BanditCAT and AutoIRT: Machine Learning Approaches to Computerized Adaptive Testing and Item Calibration
This work addresses the need for efficient test development and administration in educational or assessment settings, though it appears incremental as it builds on existing AutoML and IRT methods.
The paper tackles the problem of quickly calibrating and administering large-scale computerized adaptive tests with limited data, resulting in a framework that uses AutoIRT for item calibration and BanditCAT for adaptive administration, with initial deployment on a practice test showing reliability and exposure metrics.

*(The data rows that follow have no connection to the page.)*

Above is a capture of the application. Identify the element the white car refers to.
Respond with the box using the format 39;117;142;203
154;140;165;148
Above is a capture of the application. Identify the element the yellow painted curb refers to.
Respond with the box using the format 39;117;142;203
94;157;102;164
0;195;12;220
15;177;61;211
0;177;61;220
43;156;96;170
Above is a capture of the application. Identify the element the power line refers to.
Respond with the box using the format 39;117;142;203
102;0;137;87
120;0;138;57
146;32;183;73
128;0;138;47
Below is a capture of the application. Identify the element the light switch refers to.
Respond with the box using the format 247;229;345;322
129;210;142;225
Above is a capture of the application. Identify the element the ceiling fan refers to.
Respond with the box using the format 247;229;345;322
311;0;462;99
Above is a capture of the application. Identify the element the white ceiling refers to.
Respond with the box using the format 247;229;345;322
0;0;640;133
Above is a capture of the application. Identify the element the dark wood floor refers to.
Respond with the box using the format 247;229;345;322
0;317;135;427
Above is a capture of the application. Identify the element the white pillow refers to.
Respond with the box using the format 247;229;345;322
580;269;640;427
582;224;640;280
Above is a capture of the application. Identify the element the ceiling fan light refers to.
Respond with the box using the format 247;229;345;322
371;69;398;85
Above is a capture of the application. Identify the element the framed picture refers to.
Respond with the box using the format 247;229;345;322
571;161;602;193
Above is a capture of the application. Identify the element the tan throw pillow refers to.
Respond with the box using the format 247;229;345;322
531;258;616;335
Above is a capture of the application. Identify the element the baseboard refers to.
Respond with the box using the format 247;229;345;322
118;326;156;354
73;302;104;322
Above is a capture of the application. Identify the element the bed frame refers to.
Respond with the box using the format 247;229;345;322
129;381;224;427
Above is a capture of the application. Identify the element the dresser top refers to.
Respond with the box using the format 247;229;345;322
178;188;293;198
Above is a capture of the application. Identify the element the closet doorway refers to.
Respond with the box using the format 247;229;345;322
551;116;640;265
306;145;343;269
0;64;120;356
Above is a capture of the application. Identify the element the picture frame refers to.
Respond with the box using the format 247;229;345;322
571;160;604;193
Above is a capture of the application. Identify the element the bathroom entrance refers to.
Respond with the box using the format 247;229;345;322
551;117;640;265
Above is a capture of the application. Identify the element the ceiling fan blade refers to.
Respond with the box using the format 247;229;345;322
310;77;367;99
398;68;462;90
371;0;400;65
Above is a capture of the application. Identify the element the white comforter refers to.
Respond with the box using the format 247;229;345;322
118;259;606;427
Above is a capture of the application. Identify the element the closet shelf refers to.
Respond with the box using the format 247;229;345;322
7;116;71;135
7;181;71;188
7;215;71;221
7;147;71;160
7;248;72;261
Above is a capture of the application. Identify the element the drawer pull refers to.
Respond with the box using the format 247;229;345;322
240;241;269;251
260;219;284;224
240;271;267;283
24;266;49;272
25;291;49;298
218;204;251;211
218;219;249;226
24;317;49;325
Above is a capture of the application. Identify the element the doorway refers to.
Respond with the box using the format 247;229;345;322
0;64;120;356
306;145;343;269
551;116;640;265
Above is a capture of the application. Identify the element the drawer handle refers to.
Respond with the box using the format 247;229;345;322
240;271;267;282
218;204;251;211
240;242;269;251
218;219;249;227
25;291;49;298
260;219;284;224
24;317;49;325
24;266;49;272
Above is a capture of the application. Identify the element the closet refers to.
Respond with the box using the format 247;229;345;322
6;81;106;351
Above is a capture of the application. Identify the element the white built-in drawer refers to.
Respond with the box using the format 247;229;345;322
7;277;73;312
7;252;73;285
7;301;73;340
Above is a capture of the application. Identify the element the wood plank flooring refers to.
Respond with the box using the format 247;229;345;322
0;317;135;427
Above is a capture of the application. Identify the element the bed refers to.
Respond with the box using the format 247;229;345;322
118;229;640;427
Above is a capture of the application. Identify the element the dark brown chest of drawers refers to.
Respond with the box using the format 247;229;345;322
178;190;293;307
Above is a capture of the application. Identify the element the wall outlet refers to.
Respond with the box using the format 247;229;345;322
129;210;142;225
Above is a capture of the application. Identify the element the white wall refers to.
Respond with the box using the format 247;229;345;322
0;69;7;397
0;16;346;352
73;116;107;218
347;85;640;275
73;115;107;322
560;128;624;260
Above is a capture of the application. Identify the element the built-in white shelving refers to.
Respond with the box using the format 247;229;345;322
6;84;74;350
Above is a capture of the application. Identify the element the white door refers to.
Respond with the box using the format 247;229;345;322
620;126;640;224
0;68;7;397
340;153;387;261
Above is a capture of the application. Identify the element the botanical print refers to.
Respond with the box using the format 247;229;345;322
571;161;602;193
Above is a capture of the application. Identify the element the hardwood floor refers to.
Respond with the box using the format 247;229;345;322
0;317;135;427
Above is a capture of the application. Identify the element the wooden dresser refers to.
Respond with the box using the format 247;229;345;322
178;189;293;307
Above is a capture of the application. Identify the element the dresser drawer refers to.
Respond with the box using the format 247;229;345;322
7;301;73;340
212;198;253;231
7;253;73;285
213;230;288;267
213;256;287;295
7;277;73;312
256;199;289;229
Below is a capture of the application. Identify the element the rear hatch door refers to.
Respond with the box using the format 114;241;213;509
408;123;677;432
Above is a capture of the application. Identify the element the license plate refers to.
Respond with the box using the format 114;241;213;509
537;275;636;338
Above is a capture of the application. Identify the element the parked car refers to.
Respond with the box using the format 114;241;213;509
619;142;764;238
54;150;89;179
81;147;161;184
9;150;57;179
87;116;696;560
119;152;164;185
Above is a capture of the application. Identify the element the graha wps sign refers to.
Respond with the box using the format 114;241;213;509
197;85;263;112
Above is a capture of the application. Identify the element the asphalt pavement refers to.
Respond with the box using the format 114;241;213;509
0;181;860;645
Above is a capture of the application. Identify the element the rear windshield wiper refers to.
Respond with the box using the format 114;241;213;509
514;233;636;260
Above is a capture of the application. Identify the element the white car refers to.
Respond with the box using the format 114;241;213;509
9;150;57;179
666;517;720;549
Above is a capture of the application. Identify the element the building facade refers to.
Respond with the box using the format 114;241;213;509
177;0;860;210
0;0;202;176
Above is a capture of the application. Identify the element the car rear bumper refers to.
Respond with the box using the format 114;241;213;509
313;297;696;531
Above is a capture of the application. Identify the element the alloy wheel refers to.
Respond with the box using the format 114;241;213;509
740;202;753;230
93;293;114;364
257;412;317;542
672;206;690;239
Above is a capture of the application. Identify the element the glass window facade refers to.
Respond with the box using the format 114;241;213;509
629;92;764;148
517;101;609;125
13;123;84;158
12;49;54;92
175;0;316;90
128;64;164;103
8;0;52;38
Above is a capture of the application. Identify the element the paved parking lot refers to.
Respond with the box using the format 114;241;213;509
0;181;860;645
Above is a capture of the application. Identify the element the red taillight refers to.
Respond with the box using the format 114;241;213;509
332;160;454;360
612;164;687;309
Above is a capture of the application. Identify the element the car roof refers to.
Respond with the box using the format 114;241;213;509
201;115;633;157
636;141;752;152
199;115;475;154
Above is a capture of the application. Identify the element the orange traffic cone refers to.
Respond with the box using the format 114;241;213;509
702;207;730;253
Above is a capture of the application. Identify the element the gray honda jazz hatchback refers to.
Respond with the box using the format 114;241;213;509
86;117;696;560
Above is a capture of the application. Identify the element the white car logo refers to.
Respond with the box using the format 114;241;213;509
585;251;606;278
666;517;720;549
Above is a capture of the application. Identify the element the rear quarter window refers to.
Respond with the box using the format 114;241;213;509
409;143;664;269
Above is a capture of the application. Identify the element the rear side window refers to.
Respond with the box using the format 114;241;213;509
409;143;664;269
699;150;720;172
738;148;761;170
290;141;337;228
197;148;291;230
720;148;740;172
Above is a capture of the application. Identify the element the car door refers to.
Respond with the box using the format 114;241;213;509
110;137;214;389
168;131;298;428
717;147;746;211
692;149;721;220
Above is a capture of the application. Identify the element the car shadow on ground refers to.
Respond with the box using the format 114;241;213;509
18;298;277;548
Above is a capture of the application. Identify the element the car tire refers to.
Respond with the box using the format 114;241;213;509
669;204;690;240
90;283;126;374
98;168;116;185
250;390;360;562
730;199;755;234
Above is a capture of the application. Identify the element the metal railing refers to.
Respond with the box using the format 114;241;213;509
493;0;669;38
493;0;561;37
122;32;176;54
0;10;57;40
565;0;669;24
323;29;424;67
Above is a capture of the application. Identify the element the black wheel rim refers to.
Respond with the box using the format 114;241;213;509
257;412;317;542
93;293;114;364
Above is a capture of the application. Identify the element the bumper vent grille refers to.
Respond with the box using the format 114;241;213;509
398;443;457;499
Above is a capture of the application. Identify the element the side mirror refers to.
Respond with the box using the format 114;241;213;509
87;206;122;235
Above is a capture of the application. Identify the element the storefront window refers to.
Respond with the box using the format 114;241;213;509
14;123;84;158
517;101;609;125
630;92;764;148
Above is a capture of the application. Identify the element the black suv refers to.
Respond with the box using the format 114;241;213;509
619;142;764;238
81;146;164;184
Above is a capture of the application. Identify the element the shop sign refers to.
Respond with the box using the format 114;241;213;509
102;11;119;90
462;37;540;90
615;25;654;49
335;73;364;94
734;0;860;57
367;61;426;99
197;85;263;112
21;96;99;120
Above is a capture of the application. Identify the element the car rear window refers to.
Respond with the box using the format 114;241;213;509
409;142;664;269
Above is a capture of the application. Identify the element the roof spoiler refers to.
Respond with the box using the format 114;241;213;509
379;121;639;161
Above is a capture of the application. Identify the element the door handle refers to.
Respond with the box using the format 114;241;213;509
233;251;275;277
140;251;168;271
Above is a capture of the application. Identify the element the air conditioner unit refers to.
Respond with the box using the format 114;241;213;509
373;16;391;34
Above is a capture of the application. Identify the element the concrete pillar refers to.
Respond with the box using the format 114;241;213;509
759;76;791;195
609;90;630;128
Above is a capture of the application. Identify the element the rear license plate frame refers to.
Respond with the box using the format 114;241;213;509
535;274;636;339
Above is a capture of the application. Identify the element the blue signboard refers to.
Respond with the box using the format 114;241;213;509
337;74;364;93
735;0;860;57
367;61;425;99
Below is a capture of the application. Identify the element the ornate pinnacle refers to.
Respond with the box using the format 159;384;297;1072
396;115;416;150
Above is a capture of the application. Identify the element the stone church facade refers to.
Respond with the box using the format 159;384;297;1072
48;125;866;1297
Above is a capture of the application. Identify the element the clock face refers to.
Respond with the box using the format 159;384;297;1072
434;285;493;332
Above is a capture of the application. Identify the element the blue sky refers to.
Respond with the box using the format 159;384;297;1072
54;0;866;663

In this paper, we present a complete framework for quickly calibrating and administering a robust large-scale computerized adaptive test (CAT) with a small number of responses. Calibration - learning item parameters in a test - is done using AutoIRT, a new method that uses automated machine learning (AutoML) in combination with item response theory (IRT), originally proposed in [Sharpnack et al., 2024]. AutoIRT trains a non-parametric AutoML grading model using item features, followed by an item-specific parametric model, which results in an explanatory IRT model. In our work, we use tabular AutoML tools (AutoGluon.tabular, [Erickson et al., 2020]) along with BERT embeddings and linguistically motivated NLP features. In this framework, we use Bayesian updating to obtain test taker ability posterior distributions for administration and scoring. For administration of our adaptive test, we propose the BanditCAT framework, a methodology motivated by casting the problem in the contextual bandit framework and utilizing item response theory (IRT). The key insight lies in defining the bandit reward as the Fisher information for the selected item, given the latent test taker ability from IRT assumptions. We use Thompson sampling to balance between exploring items with different psychometric characteristics and selecting highly discriminative items that give more precise information about ability. To control item exposure, we inject noise through an additional randomization step before computing the Fisher information. This framework was used to initially launch two new item types on the DET practice test using limited training data. We outline some reliability and exposure metrics for the 5 practice test experiments that utilized this framework.